The logic is relatively simple but robust. Here is the high-level flow of the application:

  1. Scan & Sort: The tool recursively scans the input directory for .CR2 (Canon Raw) and .MP4 files. Crucially, it sorts them by their sequence number extracted from the filename (e.g., _MG_1001.CR2 -> 1001). This ensures that even if file modification times are wonky, the order of shots is preserved.
  2. Read Metadata: It reads the EXIF data for images and filesystem metadata for videos to determine the creation timestamp.
  3. Group into Sessions: This is the core logic. It iterates through the sorted files and checks the time difference between the current file and the previous one.
    • If the gap is larger than the threshold (default: 6 hours), a new "Session" is started.
    • Folders are named by date (e.g., 2024-01-30). If multiple sessions happen on the same day, it appends a suffix (e.g., 2024-01-30_a, 2024-01-30_b).
  4. Copy with Resume Support: It copies the files to the destination.

The "Resume" Feature

One specific technical choice I'm proud of is the state management. Copying 64GB of data takes time. If the transfer crashes or I accidentally pull the cable, I didn't want to start over.

I implemented a simple state tracker using serde_json. After every successful file copy, the tool updates a .image-processor-state.json file. When you run the command again, it checks this file and skips everything that has already been successfully transferred.

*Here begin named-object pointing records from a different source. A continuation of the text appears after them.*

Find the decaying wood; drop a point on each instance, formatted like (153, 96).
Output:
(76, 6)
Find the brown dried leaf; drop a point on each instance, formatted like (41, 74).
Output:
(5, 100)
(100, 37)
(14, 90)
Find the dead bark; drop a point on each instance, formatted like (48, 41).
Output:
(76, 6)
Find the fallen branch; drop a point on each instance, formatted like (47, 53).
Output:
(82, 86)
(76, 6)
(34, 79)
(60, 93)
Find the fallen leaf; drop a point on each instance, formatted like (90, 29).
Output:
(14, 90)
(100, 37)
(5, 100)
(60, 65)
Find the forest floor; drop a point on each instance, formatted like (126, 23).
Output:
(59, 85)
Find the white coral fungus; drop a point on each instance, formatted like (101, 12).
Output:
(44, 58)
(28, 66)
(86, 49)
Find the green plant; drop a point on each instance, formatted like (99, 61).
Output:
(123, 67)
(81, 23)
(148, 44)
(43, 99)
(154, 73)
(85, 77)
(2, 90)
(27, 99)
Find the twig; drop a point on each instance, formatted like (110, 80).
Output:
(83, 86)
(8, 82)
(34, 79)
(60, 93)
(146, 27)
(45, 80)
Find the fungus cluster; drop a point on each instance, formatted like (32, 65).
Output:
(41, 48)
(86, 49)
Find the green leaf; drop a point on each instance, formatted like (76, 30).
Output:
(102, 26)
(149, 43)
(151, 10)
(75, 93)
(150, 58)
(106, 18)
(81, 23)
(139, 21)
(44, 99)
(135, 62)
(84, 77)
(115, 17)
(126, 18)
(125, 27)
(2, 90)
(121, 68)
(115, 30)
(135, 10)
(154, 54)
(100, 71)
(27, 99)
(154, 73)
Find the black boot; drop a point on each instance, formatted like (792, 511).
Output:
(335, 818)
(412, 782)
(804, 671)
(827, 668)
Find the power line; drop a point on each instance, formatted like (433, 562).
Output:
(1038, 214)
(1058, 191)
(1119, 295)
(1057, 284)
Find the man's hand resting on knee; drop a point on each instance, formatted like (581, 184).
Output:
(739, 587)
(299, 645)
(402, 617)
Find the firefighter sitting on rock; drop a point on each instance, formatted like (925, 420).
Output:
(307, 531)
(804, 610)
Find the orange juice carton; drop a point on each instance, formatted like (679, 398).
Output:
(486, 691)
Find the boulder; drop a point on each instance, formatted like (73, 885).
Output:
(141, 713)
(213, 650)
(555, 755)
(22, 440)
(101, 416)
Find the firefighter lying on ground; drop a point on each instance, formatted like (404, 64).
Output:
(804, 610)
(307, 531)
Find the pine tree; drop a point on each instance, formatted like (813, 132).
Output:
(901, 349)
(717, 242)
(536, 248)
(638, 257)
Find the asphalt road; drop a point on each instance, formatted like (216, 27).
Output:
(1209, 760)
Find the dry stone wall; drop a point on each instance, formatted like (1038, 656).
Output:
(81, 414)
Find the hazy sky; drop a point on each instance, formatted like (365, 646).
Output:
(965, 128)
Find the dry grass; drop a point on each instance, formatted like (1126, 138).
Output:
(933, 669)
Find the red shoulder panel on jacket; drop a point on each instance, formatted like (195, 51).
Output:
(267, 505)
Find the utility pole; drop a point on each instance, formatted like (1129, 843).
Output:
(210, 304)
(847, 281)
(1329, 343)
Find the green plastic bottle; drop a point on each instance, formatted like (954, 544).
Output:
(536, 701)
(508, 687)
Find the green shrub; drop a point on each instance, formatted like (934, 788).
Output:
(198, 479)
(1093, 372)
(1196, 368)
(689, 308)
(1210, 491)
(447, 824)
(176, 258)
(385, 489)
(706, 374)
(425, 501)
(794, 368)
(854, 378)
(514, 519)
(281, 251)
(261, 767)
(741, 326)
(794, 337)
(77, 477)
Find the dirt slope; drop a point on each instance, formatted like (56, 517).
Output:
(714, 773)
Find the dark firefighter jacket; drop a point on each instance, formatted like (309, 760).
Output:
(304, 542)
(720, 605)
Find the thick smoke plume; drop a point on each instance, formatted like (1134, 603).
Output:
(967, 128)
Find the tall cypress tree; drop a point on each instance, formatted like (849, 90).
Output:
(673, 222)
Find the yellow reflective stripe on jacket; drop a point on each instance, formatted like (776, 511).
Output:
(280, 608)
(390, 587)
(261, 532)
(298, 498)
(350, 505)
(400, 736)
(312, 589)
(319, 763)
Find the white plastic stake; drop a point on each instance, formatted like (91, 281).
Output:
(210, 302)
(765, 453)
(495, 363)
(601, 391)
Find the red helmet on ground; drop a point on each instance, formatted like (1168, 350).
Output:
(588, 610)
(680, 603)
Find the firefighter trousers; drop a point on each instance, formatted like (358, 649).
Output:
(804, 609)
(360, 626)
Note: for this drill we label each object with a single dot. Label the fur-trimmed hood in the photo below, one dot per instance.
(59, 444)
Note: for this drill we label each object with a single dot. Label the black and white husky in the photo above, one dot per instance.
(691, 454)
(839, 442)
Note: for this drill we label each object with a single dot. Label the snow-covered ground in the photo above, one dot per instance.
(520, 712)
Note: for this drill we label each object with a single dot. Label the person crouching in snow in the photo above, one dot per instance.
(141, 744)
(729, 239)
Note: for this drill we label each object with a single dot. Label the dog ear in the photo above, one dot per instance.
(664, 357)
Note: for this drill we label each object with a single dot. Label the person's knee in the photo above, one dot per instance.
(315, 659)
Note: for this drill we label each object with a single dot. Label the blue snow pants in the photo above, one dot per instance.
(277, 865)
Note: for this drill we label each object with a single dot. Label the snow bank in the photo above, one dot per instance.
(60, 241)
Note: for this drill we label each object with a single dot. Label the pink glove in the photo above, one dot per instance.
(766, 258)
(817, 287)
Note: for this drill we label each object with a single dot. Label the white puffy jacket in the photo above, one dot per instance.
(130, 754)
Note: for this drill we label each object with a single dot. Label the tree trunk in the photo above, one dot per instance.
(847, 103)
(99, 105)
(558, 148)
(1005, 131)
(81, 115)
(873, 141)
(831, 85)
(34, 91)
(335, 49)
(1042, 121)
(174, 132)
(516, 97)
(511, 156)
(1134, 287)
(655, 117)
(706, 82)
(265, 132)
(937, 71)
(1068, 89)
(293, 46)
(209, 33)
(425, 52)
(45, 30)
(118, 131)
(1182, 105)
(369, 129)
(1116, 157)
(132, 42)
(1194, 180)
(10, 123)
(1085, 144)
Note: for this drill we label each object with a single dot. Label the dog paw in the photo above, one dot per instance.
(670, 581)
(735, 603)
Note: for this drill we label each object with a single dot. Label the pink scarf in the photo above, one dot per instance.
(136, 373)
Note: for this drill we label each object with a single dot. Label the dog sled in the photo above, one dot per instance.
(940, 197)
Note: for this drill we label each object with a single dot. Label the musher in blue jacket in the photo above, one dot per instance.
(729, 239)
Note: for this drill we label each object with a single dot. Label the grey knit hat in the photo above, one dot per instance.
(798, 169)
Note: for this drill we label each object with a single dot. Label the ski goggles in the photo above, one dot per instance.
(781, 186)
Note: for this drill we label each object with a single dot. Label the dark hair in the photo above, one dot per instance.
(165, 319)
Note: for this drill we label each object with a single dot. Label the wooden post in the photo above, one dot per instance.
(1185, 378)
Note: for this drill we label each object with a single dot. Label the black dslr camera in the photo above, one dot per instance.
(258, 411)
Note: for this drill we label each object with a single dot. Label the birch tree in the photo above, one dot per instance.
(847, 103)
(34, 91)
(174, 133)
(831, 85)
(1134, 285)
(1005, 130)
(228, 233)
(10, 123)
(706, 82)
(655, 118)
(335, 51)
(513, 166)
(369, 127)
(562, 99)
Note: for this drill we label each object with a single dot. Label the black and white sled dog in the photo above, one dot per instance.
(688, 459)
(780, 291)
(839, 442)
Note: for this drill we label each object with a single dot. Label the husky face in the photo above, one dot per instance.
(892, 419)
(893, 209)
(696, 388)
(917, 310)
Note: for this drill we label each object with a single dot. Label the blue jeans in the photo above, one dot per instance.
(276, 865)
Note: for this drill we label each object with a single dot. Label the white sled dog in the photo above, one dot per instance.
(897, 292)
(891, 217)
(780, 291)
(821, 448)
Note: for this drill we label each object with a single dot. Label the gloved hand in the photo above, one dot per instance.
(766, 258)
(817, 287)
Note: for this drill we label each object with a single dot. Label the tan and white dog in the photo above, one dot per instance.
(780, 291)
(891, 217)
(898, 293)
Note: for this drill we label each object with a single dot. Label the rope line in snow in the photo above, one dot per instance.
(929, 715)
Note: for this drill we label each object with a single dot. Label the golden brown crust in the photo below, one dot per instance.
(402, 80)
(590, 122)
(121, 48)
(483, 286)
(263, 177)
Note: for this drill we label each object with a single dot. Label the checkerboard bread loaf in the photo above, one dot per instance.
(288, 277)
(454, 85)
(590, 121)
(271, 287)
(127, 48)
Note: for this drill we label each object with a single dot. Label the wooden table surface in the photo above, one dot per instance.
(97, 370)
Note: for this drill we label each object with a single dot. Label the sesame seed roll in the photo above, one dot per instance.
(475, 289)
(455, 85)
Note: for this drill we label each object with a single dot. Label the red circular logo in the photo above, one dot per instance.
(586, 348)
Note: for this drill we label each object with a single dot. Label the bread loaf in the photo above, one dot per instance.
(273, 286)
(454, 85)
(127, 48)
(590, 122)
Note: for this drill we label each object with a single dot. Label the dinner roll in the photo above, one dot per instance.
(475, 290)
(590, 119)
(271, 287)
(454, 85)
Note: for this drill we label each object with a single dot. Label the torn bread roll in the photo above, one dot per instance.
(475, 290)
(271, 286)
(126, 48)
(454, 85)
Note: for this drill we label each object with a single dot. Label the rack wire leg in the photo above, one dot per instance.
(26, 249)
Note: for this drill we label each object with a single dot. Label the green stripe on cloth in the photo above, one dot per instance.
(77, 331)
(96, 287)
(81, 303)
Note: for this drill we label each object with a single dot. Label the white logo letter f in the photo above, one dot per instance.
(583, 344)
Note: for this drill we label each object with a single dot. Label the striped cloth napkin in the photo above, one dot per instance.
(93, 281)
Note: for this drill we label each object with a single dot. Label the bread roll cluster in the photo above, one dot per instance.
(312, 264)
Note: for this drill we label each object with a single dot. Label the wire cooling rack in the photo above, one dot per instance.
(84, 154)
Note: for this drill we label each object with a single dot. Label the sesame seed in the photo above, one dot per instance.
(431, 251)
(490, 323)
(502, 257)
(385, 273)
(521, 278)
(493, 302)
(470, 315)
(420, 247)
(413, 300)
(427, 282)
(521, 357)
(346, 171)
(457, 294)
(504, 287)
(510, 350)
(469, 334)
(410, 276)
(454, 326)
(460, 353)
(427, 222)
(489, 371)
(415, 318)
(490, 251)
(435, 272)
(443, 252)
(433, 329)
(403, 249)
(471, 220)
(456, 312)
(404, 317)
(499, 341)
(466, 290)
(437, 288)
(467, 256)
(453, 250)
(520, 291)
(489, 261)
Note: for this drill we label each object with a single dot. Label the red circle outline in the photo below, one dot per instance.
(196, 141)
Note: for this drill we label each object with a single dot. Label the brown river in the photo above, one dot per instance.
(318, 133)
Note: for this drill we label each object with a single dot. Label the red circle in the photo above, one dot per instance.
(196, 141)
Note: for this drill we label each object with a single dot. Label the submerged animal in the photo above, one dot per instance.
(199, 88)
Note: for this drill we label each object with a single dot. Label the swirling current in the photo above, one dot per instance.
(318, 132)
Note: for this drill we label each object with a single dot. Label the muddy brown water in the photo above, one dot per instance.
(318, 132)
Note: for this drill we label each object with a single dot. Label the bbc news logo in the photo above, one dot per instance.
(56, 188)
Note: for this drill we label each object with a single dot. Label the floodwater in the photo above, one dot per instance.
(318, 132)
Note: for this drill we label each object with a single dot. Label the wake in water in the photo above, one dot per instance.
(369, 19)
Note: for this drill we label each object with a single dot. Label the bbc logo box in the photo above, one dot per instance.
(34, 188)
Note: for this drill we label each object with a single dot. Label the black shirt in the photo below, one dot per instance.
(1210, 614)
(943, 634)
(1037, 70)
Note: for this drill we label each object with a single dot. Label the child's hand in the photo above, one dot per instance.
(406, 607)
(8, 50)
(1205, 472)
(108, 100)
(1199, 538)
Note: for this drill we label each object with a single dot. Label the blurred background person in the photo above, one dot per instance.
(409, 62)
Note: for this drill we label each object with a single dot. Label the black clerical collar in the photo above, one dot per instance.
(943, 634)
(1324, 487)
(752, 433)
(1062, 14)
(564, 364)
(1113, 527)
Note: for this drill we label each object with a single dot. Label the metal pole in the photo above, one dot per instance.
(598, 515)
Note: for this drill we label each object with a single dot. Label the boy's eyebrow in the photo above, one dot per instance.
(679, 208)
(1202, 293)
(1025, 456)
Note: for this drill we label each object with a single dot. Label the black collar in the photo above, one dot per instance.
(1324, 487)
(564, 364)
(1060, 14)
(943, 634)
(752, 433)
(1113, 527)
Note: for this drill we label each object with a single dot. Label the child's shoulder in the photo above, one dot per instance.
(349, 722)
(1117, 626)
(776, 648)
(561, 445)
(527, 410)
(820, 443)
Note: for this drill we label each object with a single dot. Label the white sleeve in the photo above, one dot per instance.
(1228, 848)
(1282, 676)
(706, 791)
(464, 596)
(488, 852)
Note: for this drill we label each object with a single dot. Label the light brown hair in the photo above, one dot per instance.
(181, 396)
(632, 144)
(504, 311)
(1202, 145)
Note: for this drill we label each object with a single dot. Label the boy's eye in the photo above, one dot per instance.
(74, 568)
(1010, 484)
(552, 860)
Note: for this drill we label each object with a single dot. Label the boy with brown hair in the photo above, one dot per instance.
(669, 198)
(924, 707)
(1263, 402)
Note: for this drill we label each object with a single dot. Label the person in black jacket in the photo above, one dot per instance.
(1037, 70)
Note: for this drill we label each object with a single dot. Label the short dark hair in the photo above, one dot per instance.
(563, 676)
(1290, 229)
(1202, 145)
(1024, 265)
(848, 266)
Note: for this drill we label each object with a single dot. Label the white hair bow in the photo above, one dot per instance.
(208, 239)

// A simplified view of how state is handled
#[derive(Serialize, Deserialize)]
struct SessionState {
    last_processed_file: String,
    current_session_id: usize,
    // ...
}

Conclusion

Building image-processor taught me that Rust is not just for systems programming; it's a fantastic language for everyday tools. The initial development time was slightly higher than Python, but the result is a tool I trust completely with my professional work.

You can find the full source code and documentation on GitHub: Alexy-vda/image-processor

Now, instead of spending 20 minutes organizing folders, I just run:

image-processor -i /Volumes/EOS_DIGITAL -o ~/Photos

...and go make a coffee while Rust does the heavy lifting.